Com dados de 2015 a 2017, é possível analisar a evolução de indicadores da Raízen Energia, da Biosev, da USJ Açúcar e Álcool, da Jalles Machado e da Usina Santo Ângelo (USA).

Com base nesses resultados, a Fitch divide as empresas de acordo com suas possibilidades de inadimplência, ou seja, seu risco de crédito, resultando em uma avaliação útil para credores.

Leia mais:

- Os resultados financeiros das empresas analisadas
- O rating mais recente da Fitch
- Gráficos comparativos entre as empresas
- O destaque da USA dentre os pares

O mais recente relatório da agência de classificação de risco Fitch Ratings, divulgado em dezembro do ano passado, trouxe uma comparação dos resultados financeiros de grandes empresas do setor.
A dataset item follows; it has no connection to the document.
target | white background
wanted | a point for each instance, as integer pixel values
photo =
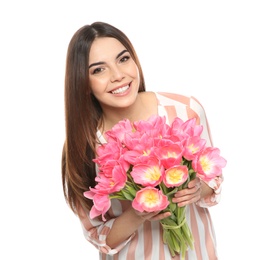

Com dados de 2015 a 2017, é possível analisar a evolução de indicadores da Raízen Energia, da Biosev, da USJ Açúcar e Álcool, da Jalles Machado e da Usina Santo Ângelo (USA), de Pirajuba (MG), companhia que é tema central da publicação.

Entre os anos analisados – marcados por uma melhora no mercado internacional de açúcar –, um dos destaques é que a Biosev e a USA tiveram os maiores crescimentos de receita bruta, enquanto a USJ e a Raízen tiveram aumentos mais discretos. Já a Jalles Machado teve uma diminuição na receita entre 2016 e 2017, mas, ainda assim manteve um resultado positivo no período.

Por outro lado, a Jalles Machado foi a única companhia entre as analisadas que teve crescimento na margem de Ebitdar operacional tanto entre 2015 e 2016 quanto entre 2016 e 2017, mesmo que este tenha sido um pouco menor. No mesmo indicador, a USA e a Raízen tiveram um crescimento seguido de queda, enquanto a USJ teve uma queda seguida de um crescimento e a Biosev teve apenas quedas.

Em relação à alavancagem, a Jalles Machado, a USJ e a Biosev terminaram 2017 com valores mais altos do que em 2015, indicando que elas aumentaram a distância entre seus desempenhos operacionais e suas dívidas. Enquanto isso, a USA e a Raízen tiveram diminuições nos seus índices entre os anos analisados.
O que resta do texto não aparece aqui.